I have now got at least a 50x speed up. Turns out that stump was being typed as a BigInt by the compiler getting rid of that gave the majority of the speed up. Then ChatGPT told me to use the views macro when taking part of an array…I think in the future I will probably just pass in a slice of the array. The other thing is the initializing of the arrays can be improved using malloc or something like that…I was investigating that last night…they were saying that zeros() is a legacy way of allocating memory. On your system I believe the code will run in under 10ms. Now my program should run scary fast and the possibility of having a working program to contribute in the future is greatly increased.

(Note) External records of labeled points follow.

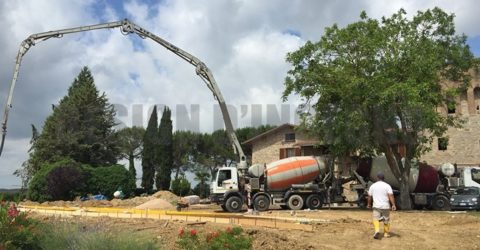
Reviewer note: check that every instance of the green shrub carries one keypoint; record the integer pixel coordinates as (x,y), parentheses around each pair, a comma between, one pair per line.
(65,235)
(107,180)
(61,180)
(17,231)
(181,186)
(229,239)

Total increase from GCD division is at least 1500x…which is insane.

The other thing is the initializing of the arrays can be improved using malloc or something like that…I was investigating that last night…they were saying that zeros() is a legacy way of allocating memory.

What are you talking about? `zeros`

here should be completely fine.

1 Like

10 min video about memory allocations

Anyways when the search space is in the millions I will be initializing using a wheel so this may not be so important

**After testing**: You are correct using zeros() is fast. For my code lazy initialization of the array actally had a 2x slow down on my code.